El libro de los finales es un libro rico en palabras, uno de esos libros que se puede abrir por cualquier página. En él se encontrarán citas tan hermosas como el epitafio de John Keats: “Aquí yace alguien cuyo nombre quedó escrito en el agua”, epitafio, al parecer, innecesariamente alargado por sus amigos John Severn y Charles Brown; y otras tan brillantes e ingeniosas como la que Benjamín Franklin ideó para su tumba: “Aquí yace el cuerpo de Benjamín Franklin, tipógrafo, como la cubierta de un viejo libro roto, sin títulos ni dorados. Es pasto de los gusanos, mas no será perdido todavía, pues cree firmemente que reaparecerá en una nueva edición, mejorada, revisada y corregida por el autor”; o tan divertidas como el epitafio de Charles Baudelaire: “Aquí yace uno que por amar demasiado a las puercas bajó un día al reino de los topos”. Pero el lector también levanta la cabeza después de leer cada cita pidiendo algo más, saber, por ejemplo, de qué fuentes toma el autor el apartado “últimas palabras”.

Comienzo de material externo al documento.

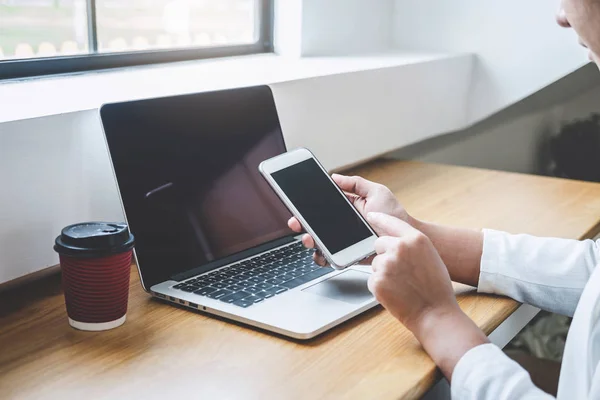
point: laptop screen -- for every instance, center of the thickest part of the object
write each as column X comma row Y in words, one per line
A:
column 187, row 170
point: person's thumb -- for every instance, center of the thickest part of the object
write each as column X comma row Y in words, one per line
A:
column 386, row 225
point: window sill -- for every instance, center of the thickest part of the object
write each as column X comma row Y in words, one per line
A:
column 38, row 97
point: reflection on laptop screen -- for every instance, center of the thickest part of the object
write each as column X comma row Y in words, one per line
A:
column 187, row 169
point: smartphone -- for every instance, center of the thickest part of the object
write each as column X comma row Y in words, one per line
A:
column 304, row 186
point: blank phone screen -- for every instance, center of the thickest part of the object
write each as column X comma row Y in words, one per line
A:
column 323, row 207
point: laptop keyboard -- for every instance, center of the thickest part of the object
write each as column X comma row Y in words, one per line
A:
column 255, row 280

Tan sorprendente como el libro es la nota biobibliográfica que se incluye del autor en la contraportada, donde se dice que Albert Angelo, nacido en Avinyonet de Puigventós en 1957 “es un reconocido entomólogo y clarinetista catalán que, además, ejerce de crítico literario y musicólogo.” Entre sus obras –y seguimos copiando de la contraportada— están títulos tan poco chocantes como Miles y los lepidópteros o El jazz en el entorno rural. Y para rematar, “su feroz defensa de la privacidad le ha llevado, en alguna ocasión, a disparar con munición real contra periodistas que pretendían entrevistarle.” Tampoco le gustan los escritores, así que al loro, porque aunque por este libro puedan enterarse de que los célebres epitafios de Groucho Marx –“perdonen que no me levante”— y Dorothy Parker –“perdonen por mi polvo”— no están en sus tumbas, podría también servir para hacerles vecinos suyos antes de tiempo.